The abundance of excellent restaurants and bars make this lovely neighborhood a popular attraction with locals and tourists from around the world. At night, the streets come alive, filled with many styles of lights and music. You will find everything from small bars with romantic music to vibrant nightclubs offering salsa and tropical tunes.
Traditional Andean cuisine is the main attraction in the "barrio" of Barrancos. Prime cuts of beef and alpaca are prepared in the "campirano" style of the pampas of Peru. The area restaurants offer a variety of meat cuts, such as the round and long bife, served with spicy potatoes, salad, and a good table wine. Spanish cuisine is also present, with squid infused with olive oil and prawns with garlic. Many of the restaurants serve grilled seafood and melted Peruvian cheeses.
Walk through the romantic alleys and cobblestone streets to discover small restaurants with terraces and outdoor tables, making them the ideal place for a romantic dinner for two. Don't miss the opportunity to taste traditional Peruvian "parrillada", which is prepared with generous chunks of beef or pork, special seasonings and black beer dressing.
In the barrio of Barrancos, you will also find quaint Italian and Spanish restaurants, offering exquisite traditional creations from European cuisine. Listen to groups of musicians playing romantic tunes and traditional Andean songs while you enjoy delicious dishes.
Pueblo Libre District
This picturesque neighborhood is located a few minutes from downtown; here, you will find the best restaurants offering Peruvian Creole cuisine. When the first Spanish conquistadors arrived and mixed their seasonings and cooking methods with regional Incan products like alpaca meat, it produced a delicious blend of flavors and aromas.
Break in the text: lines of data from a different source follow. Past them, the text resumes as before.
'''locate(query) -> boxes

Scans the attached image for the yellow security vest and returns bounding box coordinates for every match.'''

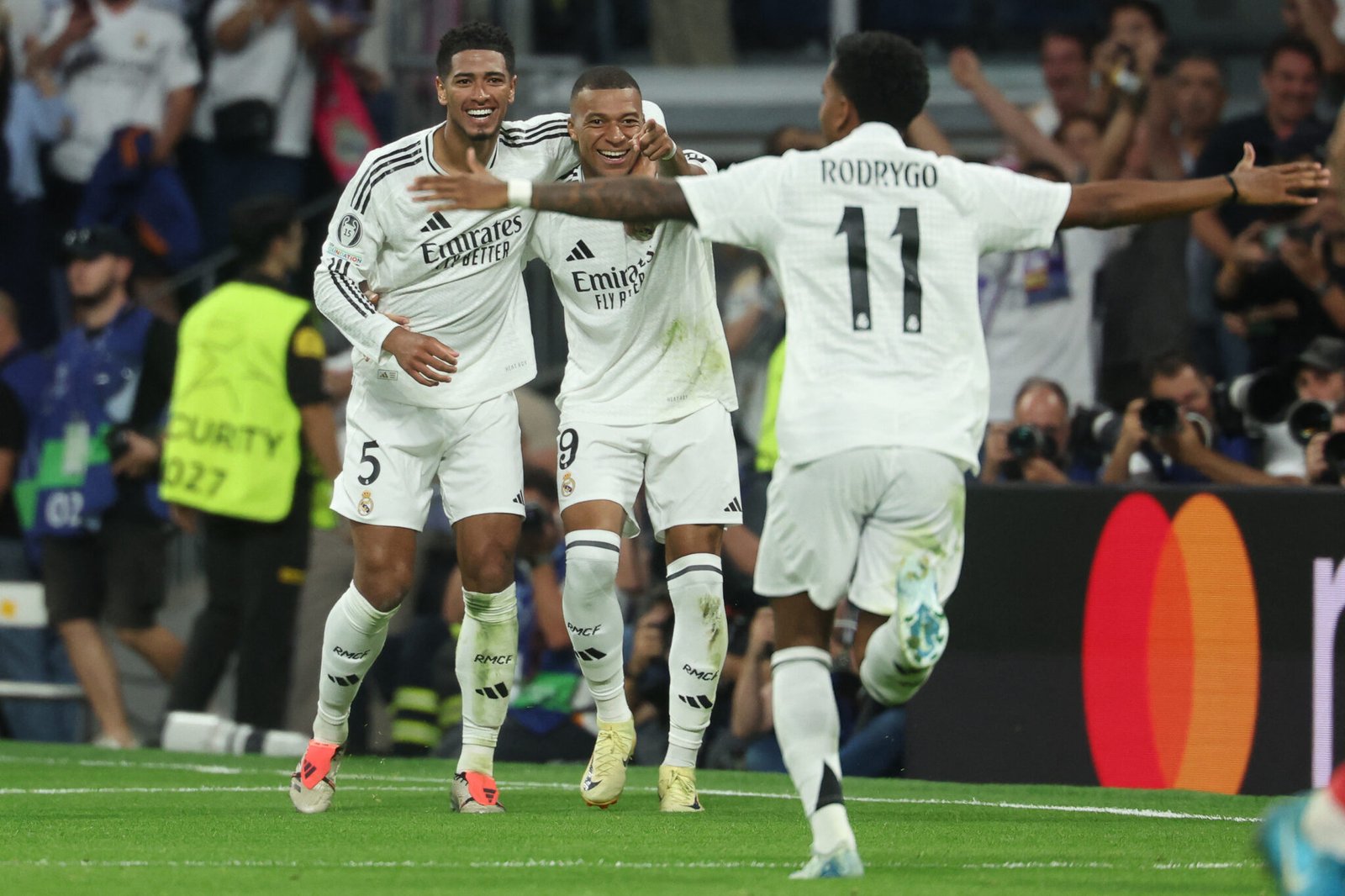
[160,282,311,522]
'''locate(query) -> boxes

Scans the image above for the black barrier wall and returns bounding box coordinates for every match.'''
[906,486,1345,793]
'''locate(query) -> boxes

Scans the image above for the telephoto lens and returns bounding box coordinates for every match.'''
[1009,424,1056,460]
[1287,401,1332,445]
[1139,398,1181,439]
[1322,432,1345,479]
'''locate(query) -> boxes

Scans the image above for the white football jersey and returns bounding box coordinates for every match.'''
[314,114,578,408]
[678,123,1069,470]
[529,150,737,425]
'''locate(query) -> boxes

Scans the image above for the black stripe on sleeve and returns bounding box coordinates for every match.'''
[327,258,372,318]
[356,155,424,213]
[500,130,570,150]
[351,144,419,206]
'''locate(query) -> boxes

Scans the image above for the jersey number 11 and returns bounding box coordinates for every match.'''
[836,206,924,332]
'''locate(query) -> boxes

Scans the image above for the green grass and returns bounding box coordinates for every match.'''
[0,741,1271,896]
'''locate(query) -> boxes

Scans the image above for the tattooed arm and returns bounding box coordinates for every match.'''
[410,147,695,220]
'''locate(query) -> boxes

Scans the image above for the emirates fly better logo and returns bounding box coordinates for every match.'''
[1083,493,1260,793]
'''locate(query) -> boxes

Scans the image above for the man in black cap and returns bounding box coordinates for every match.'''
[15,228,183,746]
[1294,330,1345,408]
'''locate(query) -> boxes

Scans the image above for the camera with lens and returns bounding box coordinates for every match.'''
[1284,399,1332,445]
[1007,424,1060,461]
[105,425,130,461]
[1139,398,1215,448]
[1322,432,1345,482]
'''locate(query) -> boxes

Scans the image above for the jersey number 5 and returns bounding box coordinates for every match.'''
[836,206,924,332]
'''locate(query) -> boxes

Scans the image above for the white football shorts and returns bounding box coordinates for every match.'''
[753,448,967,616]
[331,379,523,531]
[556,403,742,540]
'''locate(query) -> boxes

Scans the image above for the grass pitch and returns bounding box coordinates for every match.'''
[0,741,1273,896]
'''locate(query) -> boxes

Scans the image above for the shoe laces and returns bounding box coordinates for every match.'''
[593,730,630,780]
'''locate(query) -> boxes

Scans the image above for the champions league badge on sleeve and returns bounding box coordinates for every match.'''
[336,213,365,248]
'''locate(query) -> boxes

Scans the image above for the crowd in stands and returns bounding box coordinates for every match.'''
[0,0,1345,775]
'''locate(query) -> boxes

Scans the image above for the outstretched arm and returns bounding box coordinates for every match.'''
[1060,144,1330,229]
[410,150,695,220]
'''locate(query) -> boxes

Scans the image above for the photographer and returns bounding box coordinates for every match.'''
[980,377,1096,486]
[1303,401,1345,486]
[1216,192,1345,370]
[1101,354,1282,486]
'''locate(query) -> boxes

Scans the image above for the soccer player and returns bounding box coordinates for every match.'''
[291,23,577,813]
[1260,764,1345,896]
[530,66,742,813]
[415,32,1329,878]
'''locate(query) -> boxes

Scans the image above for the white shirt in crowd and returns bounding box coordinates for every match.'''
[980,228,1130,419]
[314,114,578,408]
[678,123,1069,470]
[530,150,737,425]
[42,0,200,183]
[193,0,331,159]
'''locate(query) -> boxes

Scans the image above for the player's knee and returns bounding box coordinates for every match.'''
[457,544,514,594]
[355,557,415,612]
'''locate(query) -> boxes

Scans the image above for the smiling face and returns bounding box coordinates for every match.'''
[570,87,644,177]
[435,50,518,141]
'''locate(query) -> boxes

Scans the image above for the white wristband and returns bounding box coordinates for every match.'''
[509,177,533,208]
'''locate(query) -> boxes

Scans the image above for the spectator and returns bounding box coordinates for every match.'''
[1026,29,1092,145]
[1279,0,1345,83]
[980,377,1096,486]
[0,19,70,349]
[35,0,200,229]
[193,0,333,249]
[1215,192,1345,370]
[0,287,79,741]
[161,198,340,730]
[1101,354,1283,486]
[948,47,1152,182]
[15,229,182,746]
[1192,35,1329,271]
[979,164,1128,419]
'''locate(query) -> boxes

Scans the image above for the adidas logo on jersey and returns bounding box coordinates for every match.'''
[565,240,593,261]
[421,211,453,233]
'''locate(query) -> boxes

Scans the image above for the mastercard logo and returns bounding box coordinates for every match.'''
[1083,493,1260,793]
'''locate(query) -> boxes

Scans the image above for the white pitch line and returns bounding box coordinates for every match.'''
[0,858,1262,872]
[0,756,1260,825]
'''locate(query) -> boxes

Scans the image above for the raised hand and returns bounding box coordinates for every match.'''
[948,47,982,90]
[409,150,509,211]
[1231,143,1332,206]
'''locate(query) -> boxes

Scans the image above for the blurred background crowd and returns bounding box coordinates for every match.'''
[0,0,1345,775]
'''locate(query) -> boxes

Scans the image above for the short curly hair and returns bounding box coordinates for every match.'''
[435,22,514,78]
[831,31,930,130]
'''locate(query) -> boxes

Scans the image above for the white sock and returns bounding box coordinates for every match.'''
[453,584,518,775]
[1303,772,1345,862]
[663,554,729,768]
[562,529,630,723]
[314,582,397,744]
[771,647,854,854]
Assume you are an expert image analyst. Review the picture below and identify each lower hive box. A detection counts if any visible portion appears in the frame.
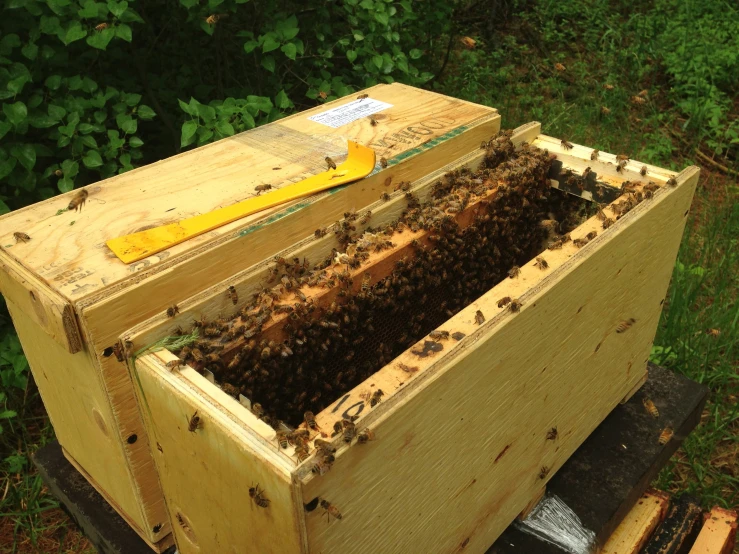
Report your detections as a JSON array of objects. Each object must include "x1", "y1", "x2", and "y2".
[{"x1": 127, "y1": 123, "x2": 698, "y2": 553}]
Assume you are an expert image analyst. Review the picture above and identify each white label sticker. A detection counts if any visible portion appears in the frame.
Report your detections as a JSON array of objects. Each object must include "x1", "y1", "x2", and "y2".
[{"x1": 308, "y1": 98, "x2": 393, "y2": 129}]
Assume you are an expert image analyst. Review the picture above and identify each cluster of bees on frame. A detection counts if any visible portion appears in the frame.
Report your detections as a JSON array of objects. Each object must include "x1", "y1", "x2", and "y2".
[{"x1": 168, "y1": 133, "x2": 591, "y2": 474}]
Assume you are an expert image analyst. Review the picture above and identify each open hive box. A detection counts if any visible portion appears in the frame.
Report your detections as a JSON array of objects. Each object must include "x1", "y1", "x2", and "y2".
[
  {"x1": 0, "y1": 84, "x2": 500, "y2": 550},
  {"x1": 127, "y1": 124, "x2": 698, "y2": 553}
]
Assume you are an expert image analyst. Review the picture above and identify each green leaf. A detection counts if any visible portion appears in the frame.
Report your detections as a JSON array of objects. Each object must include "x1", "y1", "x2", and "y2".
[
  {"x1": 108, "y1": 0, "x2": 128, "y2": 17},
  {"x1": 62, "y1": 160, "x2": 80, "y2": 177},
  {"x1": 21, "y1": 42, "x2": 38, "y2": 60},
  {"x1": 59, "y1": 21, "x2": 87, "y2": 46},
  {"x1": 3, "y1": 101, "x2": 28, "y2": 127},
  {"x1": 275, "y1": 90, "x2": 290, "y2": 110},
  {"x1": 282, "y1": 42, "x2": 298, "y2": 60},
  {"x1": 82, "y1": 150, "x2": 103, "y2": 169},
  {"x1": 44, "y1": 75, "x2": 62, "y2": 90},
  {"x1": 56, "y1": 177, "x2": 74, "y2": 192},
  {"x1": 262, "y1": 33, "x2": 280, "y2": 53},
  {"x1": 10, "y1": 144, "x2": 36, "y2": 171},
  {"x1": 85, "y1": 27, "x2": 116, "y2": 50},
  {"x1": 262, "y1": 56, "x2": 275, "y2": 73},
  {"x1": 115, "y1": 23, "x2": 133, "y2": 42},
  {"x1": 136, "y1": 104, "x2": 157, "y2": 119},
  {"x1": 180, "y1": 121, "x2": 198, "y2": 147},
  {"x1": 216, "y1": 119, "x2": 236, "y2": 137}
]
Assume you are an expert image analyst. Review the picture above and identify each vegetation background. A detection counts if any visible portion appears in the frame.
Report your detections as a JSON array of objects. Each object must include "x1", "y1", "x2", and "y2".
[{"x1": 0, "y1": 0, "x2": 739, "y2": 552}]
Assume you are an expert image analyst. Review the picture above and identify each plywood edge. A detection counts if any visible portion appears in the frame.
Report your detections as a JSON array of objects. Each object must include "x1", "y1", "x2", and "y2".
[
  {"x1": 122, "y1": 122, "x2": 541, "y2": 351},
  {"x1": 0, "y1": 252, "x2": 83, "y2": 354},
  {"x1": 601, "y1": 490, "x2": 670, "y2": 554},
  {"x1": 690, "y1": 507, "x2": 737, "y2": 554}
]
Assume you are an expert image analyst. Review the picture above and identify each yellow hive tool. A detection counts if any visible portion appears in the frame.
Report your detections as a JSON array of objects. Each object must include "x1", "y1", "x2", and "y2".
[{"x1": 106, "y1": 141, "x2": 375, "y2": 264}]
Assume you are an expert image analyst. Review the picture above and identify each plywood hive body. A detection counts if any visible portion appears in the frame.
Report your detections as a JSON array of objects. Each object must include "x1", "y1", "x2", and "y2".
[
  {"x1": 0, "y1": 84, "x2": 500, "y2": 550},
  {"x1": 130, "y1": 124, "x2": 698, "y2": 554}
]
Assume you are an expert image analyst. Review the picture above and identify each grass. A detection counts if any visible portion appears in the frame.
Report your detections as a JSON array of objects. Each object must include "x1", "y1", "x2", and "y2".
[{"x1": 0, "y1": 0, "x2": 739, "y2": 552}]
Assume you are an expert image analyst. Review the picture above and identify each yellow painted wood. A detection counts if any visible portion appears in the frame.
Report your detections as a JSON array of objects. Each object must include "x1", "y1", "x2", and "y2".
[
  {"x1": 106, "y1": 140, "x2": 375, "y2": 264},
  {"x1": 600, "y1": 491, "x2": 670, "y2": 554},
  {"x1": 126, "y1": 131, "x2": 698, "y2": 554}
]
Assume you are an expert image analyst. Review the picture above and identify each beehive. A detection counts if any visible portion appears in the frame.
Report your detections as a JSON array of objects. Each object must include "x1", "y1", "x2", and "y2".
[
  {"x1": 0, "y1": 84, "x2": 500, "y2": 550},
  {"x1": 127, "y1": 124, "x2": 698, "y2": 553}
]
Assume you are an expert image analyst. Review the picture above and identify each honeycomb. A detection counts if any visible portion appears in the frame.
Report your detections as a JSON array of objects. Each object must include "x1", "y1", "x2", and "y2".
[{"x1": 172, "y1": 133, "x2": 589, "y2": 428}]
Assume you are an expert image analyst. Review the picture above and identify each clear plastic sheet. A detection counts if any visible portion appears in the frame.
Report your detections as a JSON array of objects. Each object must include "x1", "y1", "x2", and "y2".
[{"x1": 515, "y1": 494, "x2": 597, "y2": 554}]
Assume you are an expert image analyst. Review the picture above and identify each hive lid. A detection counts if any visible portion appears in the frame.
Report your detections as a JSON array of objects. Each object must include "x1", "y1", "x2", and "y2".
[{"x1": 0, "y1": 84, "x2": 497, "y2": 303}]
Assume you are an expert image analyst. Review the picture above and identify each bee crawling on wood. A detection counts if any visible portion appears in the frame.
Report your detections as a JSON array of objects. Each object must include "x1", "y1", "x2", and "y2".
[
  {"x1": 187, "y1": 410, "x2": 203, "y2": 433},
  {"x1": 475, "y1": 310, "x2": 485, "y2": 325},
  {"x1": 657, "y1": 427, "x2": 675, "y2": 446},
  {"x1": 643, "y1": 398, "x2": 659, "y2": 419},
  {"x1": 534, "y1": 256, "x2": 549, "y2": 271},
  {"x1": 249, "y1": 483, "x2": 270, "y2": 508},
  {"x1": 67, "y1": 189, "x2": 90, "y2": 212},
  {"x1": 321, "y1": 499, "x2": 343, "y2": 522},
  {"x1": 616, "y1": 317, "x2": 636, "y2": 333},
  {"x1": 429, "y1": 329, "x2": 449, "y2": 341}
]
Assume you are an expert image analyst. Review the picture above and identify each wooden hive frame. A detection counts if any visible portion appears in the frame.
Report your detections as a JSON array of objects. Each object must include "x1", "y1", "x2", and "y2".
[
  {"x1": 122, "y1": 123, "x2": 699, "y2": 553},
  {"x1": 0, "y1": 83, "x2": 500, "y2": 551}
]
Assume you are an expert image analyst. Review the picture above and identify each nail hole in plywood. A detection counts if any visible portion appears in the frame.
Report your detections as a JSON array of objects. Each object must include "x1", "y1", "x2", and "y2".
[{"x1": 175, "y1": 512, "x2": 198, "y2": 546}]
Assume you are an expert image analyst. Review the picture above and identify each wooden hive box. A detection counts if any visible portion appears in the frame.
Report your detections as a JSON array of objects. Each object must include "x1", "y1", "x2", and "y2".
[
  {"x1": 0, "y1": 84, "x2": 500, "y2": 550},
  {"x1": 127, "y1": 123, "x2": 699, "y2": 554}
]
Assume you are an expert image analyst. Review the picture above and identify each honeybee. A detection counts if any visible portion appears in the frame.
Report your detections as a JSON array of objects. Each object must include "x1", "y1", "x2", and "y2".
[
  {"x1": 67, "y1": 189, "x2": 90, "y2": 212},
  {"x1": 341, "y1": 419, "x2": 357, "y2": 443},
  {"x1": 475, "y1": 310, "x2": 485, "y2": 325},
  {"x1": 357, "y1": 427, "x2": 375, "y2": 444},
  {"x1": 644, "y1": 398, "x2": 659, "y2": 419},
  {"x1": 398, "y1": 363, "x2": 420, "y2": 373},
  {"x1": 616, "y1": 317, "x2": 636, "y2": 333},
  {"x1": 657, "y1": 427, "x2": 675, "y2": 446},
  {"x1": 370, "y1": 389, "x2": 385, "y2": 408},
  {"x1": 321, "y1": 499, "x2": 343, "y2": 521},
  {"x1": 187, "y1": 410, "x2": 203, "y2": 433},
  {"x1": 226, "y1": 285, "x2": 239, "y2": 306},
  {"x1": 164, "y1": 358, "x2": 186, "y2": 371},
  {"x1": 249, "y1": 483, "x2": 269, "y2": 508},
  {"x1": 303, "y1": 412, "x2": 318, "y2": 431}
]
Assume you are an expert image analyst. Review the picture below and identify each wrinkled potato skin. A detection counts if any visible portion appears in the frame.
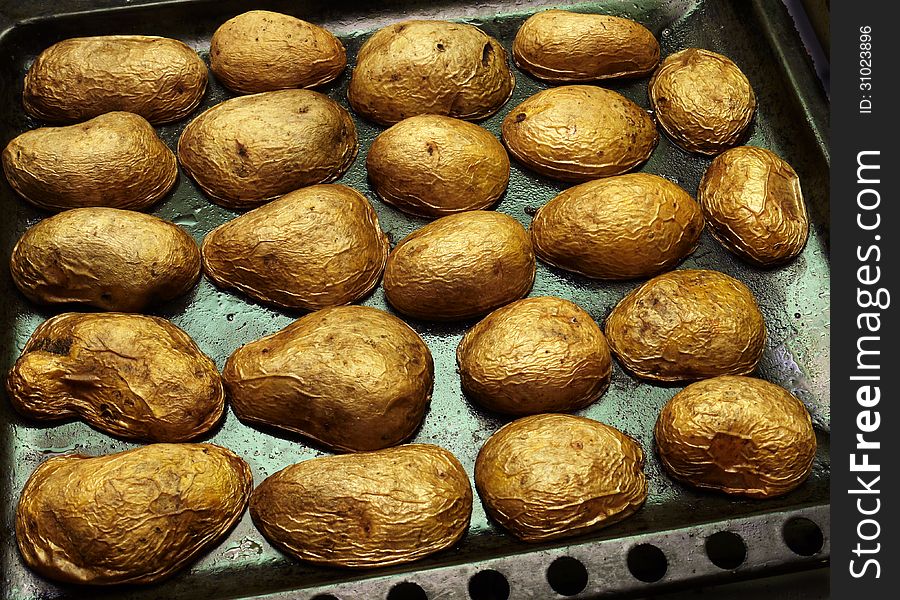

To this interesting culinary fusion, we must add two additional elements: the Moorish hand of the Arab cooks brought by the Spanish conquistadors, and the African slaves that arrived in large numbers two centuries later. So, from this ancient process, today's Peruvian cuisine was born. Dishes such as delicious Peruvian ceviche, archaic Creole "carapulcra", ox heart "anticuchos", Serrano tamale wrapped in achira leaves, and spicy chicken with aji are now famous creations in Peruvian cuisine.
Many of the restaurants in this neighborhood are located in large, European-style houses that were built during the 17th century. Many of these buildings feature colonial-style furnishings and metal chandeliers, which gives them a touch of upscale elegance. The traditional Creole restaurants serve meals in clay pots and old fashioned tableware. As soon as you walk in, you can sense enchanting aromas and spicy flavors, ensuring you that you're in the perfect place to savor great food. Don't forget to try tasty dishes such as spicy aji chicken, cau cau, Chorrillana-style meats, and carapulcra, among others.
The Chinese district of Lima has the largest concentration of people of Chinese descent in all South America. The first Chinese settlers arrived in Peru back in 1849 to work on the coastal farms, where workers were needed due to the release of African slaves. These workers brought with them their culture and rich culinary heritage.
Today, there are a large number of shops and restaurants offering traditional Chinese and Cantonese food in the area. In contrast to Spanish cuisine, Chinese cooking methods did not mix with Inca culture and managed to retain their unique style of preparation. The sidewalks in this part of the city are full of oriental architecture and signs written in both Chinese and Spanish; you'll truly feel that you are walking through the streets of a small Chinese city. Enjoy classic dishes such as smoked duck, chicken with oyster sauce, sweet and sour pork, spring rolls and ginger chicken, among others.